On Mon, Feb 10, 2014 at 9:29 AM, Andy Lutomirski <luto(a)amacapital.net> wrote:
On Mon, Feb 10, 2014 at 8:57 AM, Oleg Nesterov
<oleg(a)redhat.com> wrote:
> On 02/08, Andy Lutomirski wrote:
>>
>> +void audit_inc_n_rules()
>> +{
>> + struct task_struct *p, *t;
>> +
>> + read_lock(&tasklist_lock);
>> + audit_n_rules++;
>> + smp_wmb();
>> + if (audit_n_rules == 1) {
>> + /*
>> + * We now have a rule; we need to hook syscall entry.
>> + */
>> + for_each_process_thread(p, t) {
>> + if (t->audit_context)
>> + set_tsk_thread_flag(t, TIF_SYSCALL_AUDIT);
>> + }
>> + }
>> + read_unlock(&tasklist_lock);
>> +}
>> +
>> +void audit_dec_n_rules()
>> +{
>> + read_lock(&tasklist_lock);
>> + --audit_n_rules;
>> + BUG_ON(audit_n_rules < 0);
>> +
>> + /*
>> + * If audit_n_rules == 0, then __audit_syscall_exit will clear
>> + * TIF_SYSCALL_AUDIT.
>> + */
>> +
>> + read_unlock(&tasklist_lock);
>> +}
>
> To be honest, I do not understand why _dec_ takes tasklist_lock...
> And why _inc_ increments audit_n_rules under tasklist.
Bah, incorrect leftover from last time.
>
>> @@ -1528,6 +1562,25 @@ void __audit_syscall_exit(int success, long return_code)
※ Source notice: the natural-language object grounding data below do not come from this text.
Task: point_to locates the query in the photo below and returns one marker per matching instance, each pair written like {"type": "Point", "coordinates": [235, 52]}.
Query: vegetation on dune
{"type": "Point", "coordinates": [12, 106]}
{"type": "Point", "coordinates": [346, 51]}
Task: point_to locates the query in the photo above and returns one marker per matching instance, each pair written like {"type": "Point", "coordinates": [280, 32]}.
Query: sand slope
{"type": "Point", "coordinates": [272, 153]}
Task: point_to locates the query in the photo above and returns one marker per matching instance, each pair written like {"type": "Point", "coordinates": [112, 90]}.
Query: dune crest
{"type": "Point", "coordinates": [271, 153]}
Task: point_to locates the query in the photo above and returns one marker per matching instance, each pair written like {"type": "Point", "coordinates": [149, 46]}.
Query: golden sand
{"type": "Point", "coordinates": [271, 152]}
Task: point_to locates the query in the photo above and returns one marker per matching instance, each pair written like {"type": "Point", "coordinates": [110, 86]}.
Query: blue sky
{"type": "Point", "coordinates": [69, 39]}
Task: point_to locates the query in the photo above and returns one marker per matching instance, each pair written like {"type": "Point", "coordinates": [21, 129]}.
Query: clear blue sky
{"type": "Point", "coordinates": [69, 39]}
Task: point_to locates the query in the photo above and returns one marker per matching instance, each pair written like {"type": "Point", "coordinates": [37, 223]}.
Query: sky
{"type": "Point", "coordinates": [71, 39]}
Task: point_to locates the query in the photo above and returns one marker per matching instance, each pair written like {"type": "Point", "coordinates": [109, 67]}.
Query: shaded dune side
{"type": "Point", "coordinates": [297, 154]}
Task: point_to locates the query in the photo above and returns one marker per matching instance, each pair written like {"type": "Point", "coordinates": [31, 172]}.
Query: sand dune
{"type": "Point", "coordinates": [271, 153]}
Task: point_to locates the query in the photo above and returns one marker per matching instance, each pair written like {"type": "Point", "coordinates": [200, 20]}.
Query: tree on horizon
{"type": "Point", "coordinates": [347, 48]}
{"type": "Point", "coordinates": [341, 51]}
>> context->filterkey = NULL;
>> }
>> tsk->audit_context = context;
>> +
>> + if (ACCESS_ONCE(audit_n_rules) == 0) {
>> + /*
>> + * Either this is the very first syscall by this process or
>> + * audit_dec_n_rules recently set audit_n_rules to zero.
>> + */
>> + smp_rmb();
>
> rmb() looks wrong, we need mb() to serialize ACCESS_ONCE() and
> clear_tsk_thread_flag().
I clearly need to review the rules. I think you're right, though --
no barrier should be needed.
>
> But, otoh, I think we do not need any barrier at all, we can rely on
> control dependency. See the recent 18c03c61444a21 "Documentation/
> memory-barriers.txt: Prohibit speculative writes".
>
>> + /* audit_inc_n_rules could increment audit_n_rules here... */
>> +
>> + clear_tsk_thread_flag(tsk, TIF_SYSCALL_AUDIT);
>> +
>> + smp_rmb();
>
> Again, I guess this should be mb() or smp_mb__after_clear_bit().
>
>
> And I still think this needs more changes. Once again, I do not think
> that, say, __audit_log_bprm_fcaps() should populate context->aux if
> !TIF_SYSCALL_AUDIT, this list can grow indefinitely. Or __audit_signal_info()...
>
> Perhaps __audit_syscall_exit() should also set context->dummy?
That would work.
I'm still torn between trying to make it possible for things like
__audit_log_bprm_fcaps to start a syscall audit record in the middle
of a syscall or to just try to tighten up the current approach to the
point where it will work correctly.
This is worse than I thought. Things like signal auditing can enter
the audit system from outside of a syscall. I don't think there's
currently any way to tell whether you're in a syscall (when
TIF_SYSCALL_AUDIT is clear) so getting this to work right would
require arch help.
I'll ask what people on the Fedora list think about just changing the
default to -t task,never.
--Andy